Starling’s law states that the more the heart fills the harder it will contract therefore the bigger the stroke volume (up to a point). This is based on the principle that the force developed in a muscle fibre depends on the degree to which the fibre is stretched. Therefore a rise in central venous pressure will result in an increased stroke volume automatically.

The Starling curve relates stroke volume to venous pressure and the slope defines the contractility of the ventricles.

The preload of the heart is the volume of venous blood that stretches the resting cardiac muscle. The filling of the left ventricle during ventricular diastole results in the end-diastolic volume.

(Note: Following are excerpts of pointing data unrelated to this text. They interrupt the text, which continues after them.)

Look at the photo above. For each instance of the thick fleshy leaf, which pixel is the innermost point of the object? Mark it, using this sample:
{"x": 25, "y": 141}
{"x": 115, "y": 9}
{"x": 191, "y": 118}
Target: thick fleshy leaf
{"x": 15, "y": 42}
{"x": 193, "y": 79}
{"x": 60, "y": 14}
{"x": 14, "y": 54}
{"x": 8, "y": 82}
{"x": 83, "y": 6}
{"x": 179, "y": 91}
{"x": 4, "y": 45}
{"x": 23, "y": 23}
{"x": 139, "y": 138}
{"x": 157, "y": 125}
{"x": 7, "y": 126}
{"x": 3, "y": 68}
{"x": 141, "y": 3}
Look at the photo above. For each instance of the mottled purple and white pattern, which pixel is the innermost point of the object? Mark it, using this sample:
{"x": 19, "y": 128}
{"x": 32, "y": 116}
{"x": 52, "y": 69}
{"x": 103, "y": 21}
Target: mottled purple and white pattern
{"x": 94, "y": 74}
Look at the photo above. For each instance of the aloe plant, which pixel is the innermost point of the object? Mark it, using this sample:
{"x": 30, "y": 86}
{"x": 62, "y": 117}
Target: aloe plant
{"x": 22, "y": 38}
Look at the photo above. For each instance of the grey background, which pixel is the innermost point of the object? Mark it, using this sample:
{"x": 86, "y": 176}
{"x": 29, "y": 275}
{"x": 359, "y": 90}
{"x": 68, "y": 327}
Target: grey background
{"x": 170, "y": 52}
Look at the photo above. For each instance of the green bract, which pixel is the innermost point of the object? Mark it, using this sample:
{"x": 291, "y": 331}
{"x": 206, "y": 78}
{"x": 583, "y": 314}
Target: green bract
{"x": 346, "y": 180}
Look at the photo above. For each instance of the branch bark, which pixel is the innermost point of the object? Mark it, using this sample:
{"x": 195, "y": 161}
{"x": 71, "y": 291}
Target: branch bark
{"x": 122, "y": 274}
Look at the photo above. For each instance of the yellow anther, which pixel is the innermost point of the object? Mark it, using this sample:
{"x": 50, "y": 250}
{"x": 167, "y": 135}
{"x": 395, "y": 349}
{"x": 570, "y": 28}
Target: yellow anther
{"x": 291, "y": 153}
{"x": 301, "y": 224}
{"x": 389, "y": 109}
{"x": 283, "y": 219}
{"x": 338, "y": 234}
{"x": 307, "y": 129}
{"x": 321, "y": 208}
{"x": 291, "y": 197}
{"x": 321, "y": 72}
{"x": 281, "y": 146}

Fig 2 – Frank-Starling curve showing the relationship between end diastolic pressure and stroke volume.


Contractility is also controlled by the autonomic nervous system. It has both sympathetic and parasympathetic (vagal) innervation that act to increase or decrease heart rate and contractility. Sympathetic stimulation has a positive inotropic effect (increases contractility) acting via beta-1 adrenoceptors. Vagal stimulation has a negative inotropic effect (decreases contractility) acting via muscarinic (M2) receptors.

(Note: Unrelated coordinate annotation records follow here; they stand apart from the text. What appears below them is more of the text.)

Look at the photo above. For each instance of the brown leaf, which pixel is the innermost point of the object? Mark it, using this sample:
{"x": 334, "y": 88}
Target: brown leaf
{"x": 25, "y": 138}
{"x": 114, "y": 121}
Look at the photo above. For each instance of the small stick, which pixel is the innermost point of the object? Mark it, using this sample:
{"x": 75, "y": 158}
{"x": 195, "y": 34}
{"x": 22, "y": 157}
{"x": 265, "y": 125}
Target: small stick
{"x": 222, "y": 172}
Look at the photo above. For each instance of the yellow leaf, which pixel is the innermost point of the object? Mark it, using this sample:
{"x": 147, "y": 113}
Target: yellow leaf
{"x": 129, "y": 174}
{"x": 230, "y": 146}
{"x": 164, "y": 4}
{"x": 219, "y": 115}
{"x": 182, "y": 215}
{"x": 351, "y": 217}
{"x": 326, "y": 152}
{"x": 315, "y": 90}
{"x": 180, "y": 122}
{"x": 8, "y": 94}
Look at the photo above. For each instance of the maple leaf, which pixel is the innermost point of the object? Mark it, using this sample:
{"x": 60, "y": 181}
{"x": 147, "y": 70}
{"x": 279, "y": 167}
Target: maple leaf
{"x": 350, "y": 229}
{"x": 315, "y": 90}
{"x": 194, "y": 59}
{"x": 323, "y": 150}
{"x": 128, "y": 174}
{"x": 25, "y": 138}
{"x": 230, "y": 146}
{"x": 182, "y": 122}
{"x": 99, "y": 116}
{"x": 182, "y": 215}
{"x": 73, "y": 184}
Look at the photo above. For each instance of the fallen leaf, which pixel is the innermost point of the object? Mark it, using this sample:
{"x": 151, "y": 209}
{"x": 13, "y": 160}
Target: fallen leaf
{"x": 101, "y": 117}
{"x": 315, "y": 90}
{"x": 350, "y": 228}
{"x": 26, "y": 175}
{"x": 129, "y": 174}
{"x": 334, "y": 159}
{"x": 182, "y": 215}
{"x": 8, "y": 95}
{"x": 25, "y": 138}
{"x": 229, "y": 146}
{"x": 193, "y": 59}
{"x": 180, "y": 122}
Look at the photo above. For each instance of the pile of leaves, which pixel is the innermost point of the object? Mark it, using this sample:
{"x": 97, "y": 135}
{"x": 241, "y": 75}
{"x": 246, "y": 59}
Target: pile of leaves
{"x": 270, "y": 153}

Autonomic control is regulated by the medulla oblongata in the brainstem which receives sensory input from peripheral and central baroreceptors and chemoreceptors located in the carotid sinus, arch of the aorta and carotid body.

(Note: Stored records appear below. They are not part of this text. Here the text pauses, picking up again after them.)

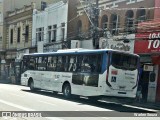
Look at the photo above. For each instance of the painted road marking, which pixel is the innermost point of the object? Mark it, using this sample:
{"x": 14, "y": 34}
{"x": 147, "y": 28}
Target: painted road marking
{"x": 25, "y": 109}
{"x": 46, "y": 103}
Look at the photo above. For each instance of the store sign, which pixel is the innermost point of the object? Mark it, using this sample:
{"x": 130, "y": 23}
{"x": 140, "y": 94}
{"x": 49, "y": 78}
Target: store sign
{"x": 147, "y": 43}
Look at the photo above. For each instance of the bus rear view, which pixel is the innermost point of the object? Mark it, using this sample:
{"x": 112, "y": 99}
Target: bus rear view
{"x": 122, "y": 74}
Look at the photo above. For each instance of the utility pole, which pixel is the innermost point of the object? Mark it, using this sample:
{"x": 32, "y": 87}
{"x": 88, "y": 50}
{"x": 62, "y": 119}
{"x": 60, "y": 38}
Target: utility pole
{"x": 95, "y": 27}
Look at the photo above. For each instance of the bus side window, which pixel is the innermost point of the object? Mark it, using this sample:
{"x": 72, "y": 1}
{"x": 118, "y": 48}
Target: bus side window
{"x": 65, "y": 63}
{"x": 42, "y": 63}
{"x": 85, "y": 67}
{"x": 32, "y": 63}
{"x": 71, "y": 63}
{"x": 51, "y": 64}
{"x": 60, "y": 65}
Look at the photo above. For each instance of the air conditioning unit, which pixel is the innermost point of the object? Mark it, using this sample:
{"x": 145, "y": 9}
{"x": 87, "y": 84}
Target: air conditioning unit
{"x": 75, "y": 44}
{"x": 103, "y": 43}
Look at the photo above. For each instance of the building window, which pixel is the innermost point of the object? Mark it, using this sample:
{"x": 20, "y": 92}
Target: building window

Total peripheral resistance increases with vasoconstriction increasing arterial blood pressure making it harder for the heart to expel blood into the arteries thus reducing stroke volume.

Clinical Relevance – Shock

Shock is defined as an acute condition where there is inadequate blood flow throughout the body. This can occur due to a fall in cardiac output caused by pump failure (cardiogenic shock), the inability of the pump to fill (mechanical shock) or loss of blood volume (hypovolemic shock), or an uncontrollable fall in total peripheral resistance due to excessive vasodilation (distributive shock).

  • Cardiogenic Shock – In this case the central venous pressure (CVP) may be normal or raised. This means that the heart fills but it fails to pump effectively, causing a dramatic drop in arterial blood pressure. This means that tissues are poorly perfused, which in the case of coronary arteries exacerbates the problem.
  • Mechanical Shock – In the case of cardiac tamponade blood or fluid builds up in the pericardial space which restricts the filling of the heart. This results in a high central venous pressure and a low arterial blood pressure. However there is normal electrical activity as the heart still attempts to beat.
  • Toxic Shock – This results from endotoxins released from circulating bacteria during infection. These cause vasodilation and a massive drop in total peripheral resistance. This drop in arterial pressure leads to impaired perfusion of vital organs.

Typical symptoms include tachycardia, rapid and shallow breathing and reduced blood pressure, although they may vary slightly depending on the cause. Treatment is typically supportive and includes fluid resuscitation and treatment of any cause such as an infection in toxic shock.